Wien (OTS) "Das Desaster rund um die Getränkesteuer war absehbar. Seit Jahren hätte dies repariert werden können und müssen, denn es hat noch unter der rot-schwarzen Regierung so etwas wie eine Steuerreform gegeben. Doch die politisch Verantwortlichen haben es in Richtung EuGH-Urteil treiben lassen. Jetzt wurde die unsinnige zwar Getränkesteuer aufgehoben, jedoch nur auf Alkoholika.
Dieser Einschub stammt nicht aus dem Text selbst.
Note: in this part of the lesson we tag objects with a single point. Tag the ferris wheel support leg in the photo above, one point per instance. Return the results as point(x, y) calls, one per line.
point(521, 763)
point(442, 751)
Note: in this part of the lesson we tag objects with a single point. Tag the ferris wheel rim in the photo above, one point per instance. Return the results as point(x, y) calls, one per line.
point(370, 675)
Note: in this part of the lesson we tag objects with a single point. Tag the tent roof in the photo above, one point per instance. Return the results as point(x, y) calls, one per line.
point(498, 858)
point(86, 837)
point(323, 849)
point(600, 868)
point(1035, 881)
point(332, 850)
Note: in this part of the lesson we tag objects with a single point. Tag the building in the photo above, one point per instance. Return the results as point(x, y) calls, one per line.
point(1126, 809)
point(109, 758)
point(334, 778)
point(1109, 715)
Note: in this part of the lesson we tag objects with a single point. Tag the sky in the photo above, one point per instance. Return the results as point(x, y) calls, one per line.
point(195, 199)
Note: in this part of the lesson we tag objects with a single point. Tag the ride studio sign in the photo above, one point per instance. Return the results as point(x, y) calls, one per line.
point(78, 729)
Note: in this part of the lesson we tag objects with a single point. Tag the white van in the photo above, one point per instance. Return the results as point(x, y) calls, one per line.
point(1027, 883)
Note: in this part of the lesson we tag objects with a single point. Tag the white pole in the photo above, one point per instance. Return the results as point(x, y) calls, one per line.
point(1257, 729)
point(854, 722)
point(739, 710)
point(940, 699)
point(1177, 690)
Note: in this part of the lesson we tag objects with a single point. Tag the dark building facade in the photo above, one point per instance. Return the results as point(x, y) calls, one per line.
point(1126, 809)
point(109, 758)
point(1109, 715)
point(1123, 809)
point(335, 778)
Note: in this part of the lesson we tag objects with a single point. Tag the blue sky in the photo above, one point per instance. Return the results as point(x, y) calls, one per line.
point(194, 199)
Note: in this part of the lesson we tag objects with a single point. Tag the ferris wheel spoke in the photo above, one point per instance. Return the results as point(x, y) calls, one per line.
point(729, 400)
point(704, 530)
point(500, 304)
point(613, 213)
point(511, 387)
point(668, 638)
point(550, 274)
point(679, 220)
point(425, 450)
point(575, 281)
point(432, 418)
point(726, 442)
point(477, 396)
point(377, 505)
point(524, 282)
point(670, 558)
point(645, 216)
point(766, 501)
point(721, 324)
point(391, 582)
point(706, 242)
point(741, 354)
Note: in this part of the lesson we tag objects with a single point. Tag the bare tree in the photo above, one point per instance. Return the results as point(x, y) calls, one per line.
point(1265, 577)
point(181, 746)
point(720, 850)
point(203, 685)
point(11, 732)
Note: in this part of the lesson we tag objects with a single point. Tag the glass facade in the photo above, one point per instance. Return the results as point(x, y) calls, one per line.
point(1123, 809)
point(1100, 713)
Das ist das völlig falsche Signal, denn damit sind nichtalkoholische Getränke ab sofort teurer. Daher kann die Getränkesteuer nur als Ganzes fallen", fordert der Bundessprecher der Grünen, Prof. Alexander Van der Bellen. "Die Getränkesteuer war nicht nur unsozial, sie war auch von der Einhebung teuer und schaffte ein Ungleichgewicht zwischen Tourismus-Gemeinden und anderen. Jetzt muß es zu einem intelligenten Äquivalent im Rahmen des Finanzausgleiches für die Gemeinden kommen, damit die Investitionskraft der Gemeinden nicht geschwächt wird. Gerade die Gemeinden schaffen durch ihre Investitionen Arbeitsplätze und kurbeln die regionale Wirtschaft an", meint Van der Bellen.
Die Grünen jedenfalls haben im Parlament bereits einen Entschließungsantrag auf volle Entschädigung der Gemeinden für den Fall des Wegfalls der Getränkesteuer eingebracht.